David Madí, aquel cachorro convergente que berreó el Catalonian is not Spain de los Juegos Olímpicos de 1992, empleó ayer un considerable altavoz mediático para romper entre los pilares del autogobierno catalán, una composición de Estado según el lenguaje procesista: la policía autonómica. Se comprende que el fundamento y alcance de la entrevista era ofrecerle la posibilidad de defenderse de las imputaciones judiciales en las que se vió inmerso. No debemos escandalizarnos por este motivo, ya que los medios hemos entrevistado a varios criminales, asimismo a los de cuello blanco. No vamos a rasgarnos en este momento las vestiduras pues un períodico de voz a El Yoyas o a un procesado fugado. Tampoco daremos enseñanzas de ética periodística. Quien esté libre de culpa…

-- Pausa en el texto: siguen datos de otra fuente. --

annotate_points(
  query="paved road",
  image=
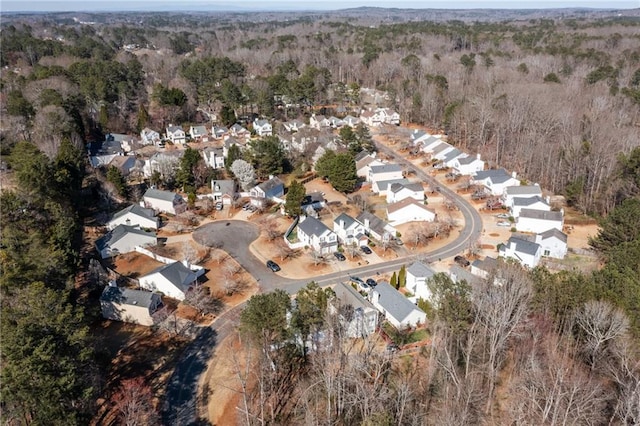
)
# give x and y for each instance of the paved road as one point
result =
(234, 237)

Madí tiene derecho asimismo a defenderse. Pero lo mucho más reprobable, lo mucho más obsceno aun, es que utilice los contactos mediáticos que le quedan para injuriar a un cuerpo policial que tanto Junts per Catalunya como ERC no solo han politizado, sino ha empleado para sus purgas. El defensor del business friendly acusa a la policía catalana de accionar como las cloacas del Estado, sugiriendo que el comisario Villarejo tiene estudiantes aventajados en los Mossos. Terminantemente, Madí ha perdido su aura de político sagaz. En este momento es un aspirante a tertuliano mucho más.

Bendita al azar, este promotor de la secesión catalana la tomó exactamente con el gobernador Toni Rodríguez, que estudió casos relacionados con 2 coincidentes: Laura Borràs –presidenta del Parlament suspendida de derechos y deberes pues está pendiente de juicio por presunta corrupción– y Miquel Buch –exconsejero de Interior que se va a sentar en el banquillo por el escolta de Carles Puigdemont–. Rodríguez fue cesado, exactamente la misma otra treintena de mandos de zonas y comisarías, en lo que es ineludible calificar de “depuración” por la parte del asesor de Interior, Joan Ignasi Elena, propuesto por ERC.

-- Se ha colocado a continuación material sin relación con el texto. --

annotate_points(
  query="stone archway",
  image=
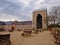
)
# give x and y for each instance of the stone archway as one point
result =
(39, 21)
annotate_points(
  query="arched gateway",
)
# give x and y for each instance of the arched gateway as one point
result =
(39, 22)
(40, 19)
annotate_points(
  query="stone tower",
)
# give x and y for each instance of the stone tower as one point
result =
(40, 19)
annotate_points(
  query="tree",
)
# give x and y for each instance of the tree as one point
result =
(54, 13)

En su búsqueda de liberarse de la herencia de Junts, los republicanos pecaron de lo mismo, de la inclinación neoconvergente de encumbrar a mandos leales. Buch lo logró con la designación a dedo de nuevos comisarios en 2019. Pero de eso no mencionó David Madí. Tampoco de la pugna entre el expresidente Quim Torra –el del apreteu, apreteu dirigido a los CDR contra los Mossos– y Eduard Sallent, de hoy jefe del cuerpo tras ser apartado al ostracismo por el exconsejero Miquel Sàmper.

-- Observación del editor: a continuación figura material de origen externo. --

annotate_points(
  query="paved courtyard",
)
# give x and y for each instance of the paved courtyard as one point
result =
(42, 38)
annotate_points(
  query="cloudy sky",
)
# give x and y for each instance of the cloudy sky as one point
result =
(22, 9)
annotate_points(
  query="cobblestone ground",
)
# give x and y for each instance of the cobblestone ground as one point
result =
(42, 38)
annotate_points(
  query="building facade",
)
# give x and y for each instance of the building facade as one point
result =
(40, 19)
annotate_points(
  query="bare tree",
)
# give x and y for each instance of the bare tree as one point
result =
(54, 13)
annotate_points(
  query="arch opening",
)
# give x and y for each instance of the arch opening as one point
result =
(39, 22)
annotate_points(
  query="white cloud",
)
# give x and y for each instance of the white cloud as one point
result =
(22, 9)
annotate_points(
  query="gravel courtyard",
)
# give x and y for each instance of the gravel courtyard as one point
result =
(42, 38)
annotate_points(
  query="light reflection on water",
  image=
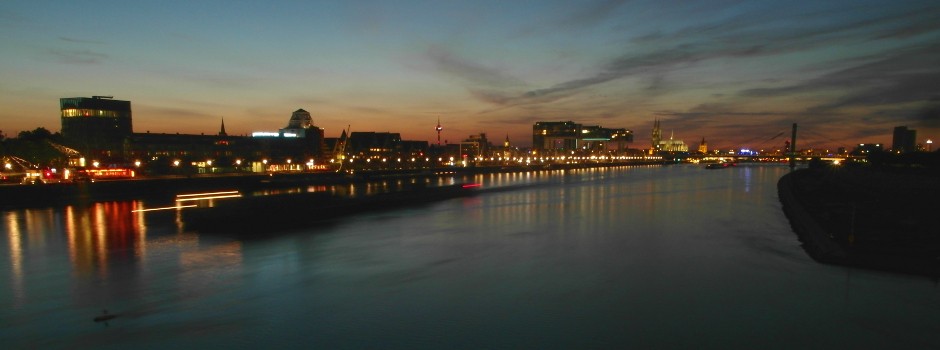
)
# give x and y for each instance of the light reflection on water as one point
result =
(592, 258)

De Sàmper sí que charló Madí, y de qué forma, en la citada entrevista. Del menosprecio hacia el ex- prominente cargo convergente ahora dio cuenta el caso Voloh. “No posee ni puta iniciativa”, ha dicho en una charla con otro veterano convergente, Brauli Duart, grabada por los estudiosos. Un caso que, a propósito, puso al exsecretario de Comunicación de la Generalitat –debió renunciar por modificar sondeos públicos— en el epicentro de todo el salseo político y mediático posprocesista.

Siendo muy, pero que muy mal pensados, Madí volvió al ruedo mediático coincidiendo con ese giro de 360 grados de Junts que ejemplariza Xavier Trias como candidato para Barcelona en las próximas selecciones municipales. El exalcalde se convirtió en la enorme promesa de quienes confían en el retorno a las esencias de CDC. De ahí que se ha sacudido las iniciales del partido encabezado por Borràs –¿va a hacer campaña con Trias, quien le recriminó su beligerancia tras comunicar de que no sería candidato si Junts salía del Govern?— o, lo que es exactamente lo mismo, de un plan de confrontación que nuestro Madí siguió desde la sombra.

Para este viaje de CDC –y su enésima catarsis— no hacen falta tantas alforjas.